Tantangan Nyata Keluarga Metropolitan
Tuntutan biaya hidup di ibu kota kerap memaksa kedua orang tua bekerja dalam jam kerja panjang. Akibatnya, alokasi waktu berkualitas untuk anak berkurang secara signifikan, membuka celah masalah perilaku pada remaja dan gangguan tumbuh kembang balita.
"Keluarga adalah benteng pertahanan pertama dalam mencetak generasi unggul. Di kota sebesar Jakarta, penguatan layanan keluarga tidak bisa lagi dipandang sebelah mata; perlu ekosistem yang terintegrasi dari hulu hingga hilir agar keluarga rentan mendapat pendampingan psikologis dan ekonomi yang tepat sasaran," ungkap perwakilan BKKBN.

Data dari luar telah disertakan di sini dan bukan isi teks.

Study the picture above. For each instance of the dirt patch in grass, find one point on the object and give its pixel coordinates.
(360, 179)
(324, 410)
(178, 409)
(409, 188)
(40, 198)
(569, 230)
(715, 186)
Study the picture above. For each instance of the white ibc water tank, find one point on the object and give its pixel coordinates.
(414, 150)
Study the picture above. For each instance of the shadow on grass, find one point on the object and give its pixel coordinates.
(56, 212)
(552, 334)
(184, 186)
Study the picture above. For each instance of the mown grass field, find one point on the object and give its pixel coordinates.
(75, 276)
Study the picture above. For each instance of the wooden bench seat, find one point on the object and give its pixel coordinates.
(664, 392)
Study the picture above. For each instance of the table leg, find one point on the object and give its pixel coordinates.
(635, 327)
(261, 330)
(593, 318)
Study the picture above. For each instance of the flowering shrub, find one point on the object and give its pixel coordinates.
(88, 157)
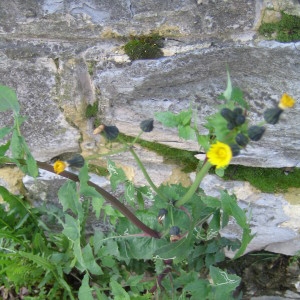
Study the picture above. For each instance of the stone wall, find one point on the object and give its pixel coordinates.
(62, 55)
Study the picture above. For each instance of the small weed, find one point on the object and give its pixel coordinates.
(144, 47)
(286, 30)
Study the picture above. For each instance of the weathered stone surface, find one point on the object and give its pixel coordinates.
(61, 56)
(273, 220)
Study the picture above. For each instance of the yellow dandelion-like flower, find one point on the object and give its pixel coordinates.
(59, 166)
(219, 154)
(286, 101)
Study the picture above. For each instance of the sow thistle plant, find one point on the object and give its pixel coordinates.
(160, 251)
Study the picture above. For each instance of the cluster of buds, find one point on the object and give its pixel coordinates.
(236, 118)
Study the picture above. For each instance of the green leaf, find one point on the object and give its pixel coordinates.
(97, 204)
(85, 292)
(178, 251)
(167, 118)
(8, 100)
(118, 291)
(89, 260)
(228, 91)
(69, 198)
(4, 131)
(117, 175)
(130, 193)
(220, 172)
(4, 148)
(223, 283)
(203, 140)
(71, 228)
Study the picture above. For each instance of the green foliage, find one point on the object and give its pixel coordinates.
(144, 47)
(286, 30)
(48, 249)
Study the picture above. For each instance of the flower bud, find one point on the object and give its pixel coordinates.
(238, 111)
(239, 120)
(230, 125)
(235, 149)
(256, 132)
(147, 125)
(76, 161)
(228, 115)
(271, 115)
(241, 140)
(161, 215)
(174, 230)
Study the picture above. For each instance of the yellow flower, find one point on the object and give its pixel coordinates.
(219, 154)
(59, 166)
(286, 101)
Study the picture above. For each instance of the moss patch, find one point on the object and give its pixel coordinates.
(144, 47)
(286, 30)
(268, 180)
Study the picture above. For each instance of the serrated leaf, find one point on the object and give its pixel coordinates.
(8, 99)
(4, 131)
(71, 228)
(130, 193)
(178, 250)
(167, 118)
(89, 260)
(97, 204)
(223, 283)
(118, 291)
(4, 148)
(117, 175)
(85, 292)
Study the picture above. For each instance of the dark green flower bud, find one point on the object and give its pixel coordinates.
(111, 132)
(228, 115)
(238, 111)
(230, 125)
(174, 230)
(271, 115)
(162, 212)
(235, 149)
(256, 132)
(147, 125)
(76, 161)
(239, 120)
(241, 140)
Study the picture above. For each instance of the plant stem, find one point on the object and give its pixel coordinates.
(193, 188)
(109, 197)
(147, 175)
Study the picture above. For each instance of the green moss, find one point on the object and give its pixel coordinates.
(144, 47)
(98, 170)
(268, 180)
(286, 30)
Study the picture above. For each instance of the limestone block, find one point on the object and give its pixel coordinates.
(273, 220)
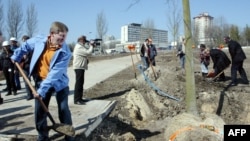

Langkah Strategis Penguatan Layanan Terpadu
Guna merespons kompleksitas masalah tersebut, BKKBN merekomendasikan sejumlah langkah strategis yang melibatkan lintas sektor:
- Revitalisasi Pos Pelayanan Berbasis Komunitas: Mengaktifkan kembali kelompok Bina Keluarga Balita (BKB), Bina Keluarga Remaja (BKR), dan Bina Keluarga Lansia (BKL) di tingkat RW.
- Digitalisasi Konseling Keluarga: Menyediakan kanal konsultasi psikologi dan parenting daring yang mudah diakses bagi pekerja komuter di Jakarta.
- Penguatan Kolaborasi Antarlembaga: Mengintegrasikan data Dinas Sosial, Dinas Kesehatan, dan Dinas PPAPP DKI Jakarta guna mengantisipasi kekerasan dalam rumah tangga (KDRT) serta kemiskinan ekstrem.
Penguatan layanan keluarga dipandang bukan sekadar program administratif, melainkan investasi strategis jangka panjang demi memastikan transisi Jakarta menuju kota global tetap berpijak pada fondasi masyarakat yang tangguh dan sejahtera.